UBC-Thunderbots / Software

Robot Soccer Playing AI
http://www.ubcthunderbots.ca
GNU Lesser General Public License v3.0
53 stars 99 forks source link

Fix Floating Point Exception Errors #2088

Closed jonathanlew closed 3 years ago

jonathanlew commented 3 years ago

Description of the task

There are floating point exception errors that we ignore, e.g. sqrt of a negative number, overflow, etc. The most visible way this fails is when it causes the robot state to contain nans (not a number), which causes robot costs to be nans, which causes the munkres algorithm, and consequently AI, to stall.

Floating point errors can be detected automatically by adding feenableexcept(FE_INVALID | FE_OVERFLOW); to the main function or where it has to be called, e.g. in the simulated test fixture constructor. More info:

Currently, every simulated test suffers from at least one floating point exception error, typically in physics or primitives functions.

Examples: float overflow

Thread 1 "shoot_or_pass_p" received signal SIGFPE, Arithmetic exception.
0x00007ffff65c12a6 in app_trajectory_planner_impl_getMaximumSpeedProfile (path=..., num_elements=10, t_start=0, t_end=1, max_allowable_acceleration=3, speed_cap=2, 
    max_allowable_speed_profile=0x7ffffffe17f0) at firmware/app/control/trajectory_planner_impl.c:25
25          const float max_speed = sqrtf(max_allowable_acceleration * radius_of_curvature);
(gdb) p radius_of_curvature
$1 = 3.40282347e+38

sqrt of negative value:

#2  0x00007ffff57ecf39 in shared_physics_getFinalSpeed (initial_speed=0, displacement=-0.0872662738, acceleration=10) at firmware/shared/physics.c:170
170     return sqrtf(powf(initial_speed, 2) + 2 * displacement * acceleration);

Acceptance criteria

Blocked By

MathewMacDougall commented 3 years ago

Ooooh floating point is always really tricky.

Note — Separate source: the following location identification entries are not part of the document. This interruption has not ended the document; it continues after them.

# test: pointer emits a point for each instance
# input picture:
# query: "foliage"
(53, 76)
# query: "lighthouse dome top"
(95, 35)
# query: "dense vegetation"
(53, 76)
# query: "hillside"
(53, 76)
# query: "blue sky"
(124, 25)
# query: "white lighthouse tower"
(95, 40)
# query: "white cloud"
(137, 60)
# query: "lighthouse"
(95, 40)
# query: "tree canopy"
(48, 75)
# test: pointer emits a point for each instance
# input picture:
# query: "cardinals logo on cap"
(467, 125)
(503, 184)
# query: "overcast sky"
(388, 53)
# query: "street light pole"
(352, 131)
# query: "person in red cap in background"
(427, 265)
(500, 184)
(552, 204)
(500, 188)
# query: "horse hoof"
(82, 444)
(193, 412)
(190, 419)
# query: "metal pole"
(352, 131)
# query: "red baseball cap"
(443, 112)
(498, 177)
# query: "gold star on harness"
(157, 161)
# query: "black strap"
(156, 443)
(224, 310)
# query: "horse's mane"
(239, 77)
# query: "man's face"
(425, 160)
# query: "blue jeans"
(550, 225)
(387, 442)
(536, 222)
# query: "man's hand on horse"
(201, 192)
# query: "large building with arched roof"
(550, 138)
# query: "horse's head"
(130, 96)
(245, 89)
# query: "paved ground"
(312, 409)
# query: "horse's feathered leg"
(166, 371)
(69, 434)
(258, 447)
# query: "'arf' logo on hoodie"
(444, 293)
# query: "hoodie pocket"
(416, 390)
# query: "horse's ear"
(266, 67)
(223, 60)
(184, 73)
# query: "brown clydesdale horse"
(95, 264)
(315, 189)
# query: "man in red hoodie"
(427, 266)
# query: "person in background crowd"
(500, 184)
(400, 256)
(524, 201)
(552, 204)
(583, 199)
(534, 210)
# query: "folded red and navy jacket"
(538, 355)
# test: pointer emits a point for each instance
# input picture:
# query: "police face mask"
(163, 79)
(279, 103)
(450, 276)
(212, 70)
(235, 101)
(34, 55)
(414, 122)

For the first error, it's possible the radius_of_curvature is very large because the path being navigated is a straight line (where the radius of curvature is technically infinite). IIRC this was thought of and there was some limit to it, but maybe it's not applied everywhere or there's some other way for it to slip through.

Edit: There is a check in firmware/shared/math/polynomial_2d.c where we check for division by zero and set the result to FLT_MAX. I suspect this line is being hit and FLT_MAX is being returned, since the value of FLT_MAX is very close to what's in the trace above (1e37 vs 3e38).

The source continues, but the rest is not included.